Poi tanta montagna, festa, comunità, una gioiosa e insieme intensa vita sociale dalla Gioventù cattolica di AC, alla Fuci, ai primi scontri con le "spedizioni" fasciste a difesa della bandiera e della patria libera. La lettura e l’adesione al popolarismo sturziano, la diffusione del giornale cattolico Il Momento, la partecipazione alle conferenze internazionali di Pax Romana.

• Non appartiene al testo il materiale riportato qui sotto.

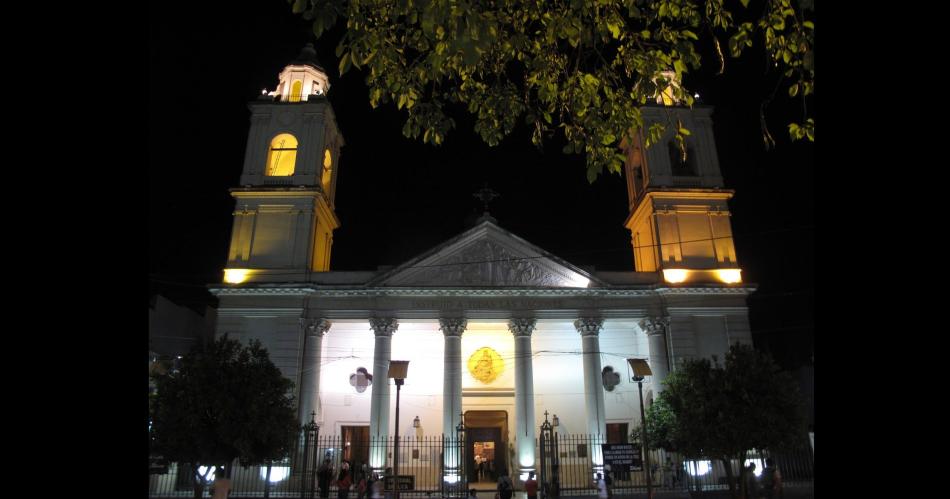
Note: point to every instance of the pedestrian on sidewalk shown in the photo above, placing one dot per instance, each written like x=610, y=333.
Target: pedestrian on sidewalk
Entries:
x=505, y=487
x=771, y=481
x=750, y=485
x=222, y=485
x=531, y=486
x=601, y=486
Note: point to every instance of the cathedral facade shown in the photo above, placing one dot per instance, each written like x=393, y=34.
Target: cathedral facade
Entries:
x=497, y=332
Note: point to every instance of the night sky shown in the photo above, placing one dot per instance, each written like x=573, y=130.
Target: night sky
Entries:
x=397, y=197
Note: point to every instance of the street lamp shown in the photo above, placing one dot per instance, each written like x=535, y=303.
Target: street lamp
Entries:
x=641, y=370
x=397, y=371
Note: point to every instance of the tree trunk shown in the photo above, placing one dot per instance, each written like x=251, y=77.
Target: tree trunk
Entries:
x=730, y=477
x=197, y=481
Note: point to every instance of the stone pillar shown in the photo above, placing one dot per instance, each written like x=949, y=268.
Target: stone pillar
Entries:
x=314, y=329
x=589, y=329
x=521, y=329
x=656, y=329
x=379, y=402
x=452, y=330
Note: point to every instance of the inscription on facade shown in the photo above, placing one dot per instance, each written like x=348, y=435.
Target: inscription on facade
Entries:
x=485, y=304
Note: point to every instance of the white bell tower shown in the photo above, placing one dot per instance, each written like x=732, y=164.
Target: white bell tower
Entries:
x=679, y=217
x=284, y=214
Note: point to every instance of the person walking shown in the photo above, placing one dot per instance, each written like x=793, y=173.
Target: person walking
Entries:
x=505, y=487
x=222, y=485
x=601, y=486
x=324, y=476
x=750, y=485
x=771, y=481
x=531, y=486
x=344, y=481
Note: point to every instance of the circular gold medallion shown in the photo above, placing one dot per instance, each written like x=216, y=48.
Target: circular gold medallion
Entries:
x=485, y=365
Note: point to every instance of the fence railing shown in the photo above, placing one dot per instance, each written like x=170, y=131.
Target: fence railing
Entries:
x=296, y=476
x=423, y=459
x=575, y=462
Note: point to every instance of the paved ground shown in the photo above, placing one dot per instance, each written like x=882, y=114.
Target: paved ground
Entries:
x=790, y=493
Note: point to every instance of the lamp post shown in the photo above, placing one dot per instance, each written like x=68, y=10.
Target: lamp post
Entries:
x=397, y=371
x=641, y=370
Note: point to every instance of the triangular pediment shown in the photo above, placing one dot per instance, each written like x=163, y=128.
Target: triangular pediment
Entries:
x=487, y=256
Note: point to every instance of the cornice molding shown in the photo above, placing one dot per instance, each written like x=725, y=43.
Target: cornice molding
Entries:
x=315, y=327
x=589, y=326
x=384, y=326
x=654, y=325
x=452, y=326
x=521, y=326
x=476, y=293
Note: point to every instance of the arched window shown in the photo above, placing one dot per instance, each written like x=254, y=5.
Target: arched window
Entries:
x=680, y=167
x=281, y=156
x=295, y=90
x=327, y=171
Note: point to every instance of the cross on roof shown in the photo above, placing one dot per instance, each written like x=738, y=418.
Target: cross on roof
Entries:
x=486, y=195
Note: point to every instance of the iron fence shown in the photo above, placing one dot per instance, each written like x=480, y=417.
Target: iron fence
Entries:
x=296, y=476
x=566, y=467
x=568, y=464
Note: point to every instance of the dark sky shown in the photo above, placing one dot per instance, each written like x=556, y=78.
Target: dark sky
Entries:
x=397, y=198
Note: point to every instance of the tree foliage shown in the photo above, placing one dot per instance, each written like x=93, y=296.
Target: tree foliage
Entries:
x=581, y=66
x=226, y=401
x=722, y=411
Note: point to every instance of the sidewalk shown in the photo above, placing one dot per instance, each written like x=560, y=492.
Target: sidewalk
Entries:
x=789, y=493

Italiano ed europeo, popolare e cristiano fino al midollo, ma senza integralismi futili. Le soffitte di Barriera di Milano e Porta Palazzo e le lussuose dimore della Crocetta. Frassati che muore per una poliomielite a 25 anni e tanto e di più per quello che è stato dopo, nei cento anni che lo hanno seguito. A uno sguardo superficiale – disse Giovanni Paolo II, il papa polacco che aveva conosciuto la fama di Frassati anche per aderenze famigliari in terra polacca della famiglia di Pollone, nell’omelia della Messa per la beatificazione - lo stile di Pier Giorgio Frassati, un giovane moderno pieno di vita, non presenta granché di straordinario. Ma proprio questa è l’originalità della sua virtù, che invita a riflettere e che spinge all’imitazione. In lui la fede e gli avvenimenti quotidiani si fondono armonicamente, tanto che l’adesione al Vangelo si traduce in attenzione amorosa ai poveri e ai bisognosi, in un crescendo continuo sino agli ultimi giorni della malattia che lo porterà alla morte.
Il gusto del bello e dell’arte, la passione per lo sport e per la montagna, l’attenzione ai problemi della società non gli impediscono il rapporto costante con l’Assoluto. Morì giovane, al termine di un’esistenza breve, ma straordinariamente ricca di frutti spirituali, avviandosi alla vera patria a cantare le lodi a Dio. Egli proclama, con il suo esempio, che è beata la vita condotta nello Spirito di Cristo, Spirito delle Beatitudini, e che soltanto colui che diventa uomo delle Beatitudini riesce a comunicare ai fratelli l’amore e la pace. Ripete che vale veramente la pena sacrificare tutto per servire il Signore. Testimonia che la santità è possibile per tutti e che solo la rivoluzione della carità può accendere nel cuore degli uomini la speranza di un futuro migliore”. Ora la canonizzazione a 100 anni dalla sua morte, ma la sua fama resiste e attraversa il mondo dalle Giornate mondiali della gioventù fino ai tanti movimenti e associazioni cattoliche che lo conoscono e ne esaltano le virtù. Un santo giovane, ordinario della porta accanto, ma soprattutto un giovane capace di andare verso l’Alto e controcorrente per dire che la strada era sulla terra per approdare in un tempo eterno.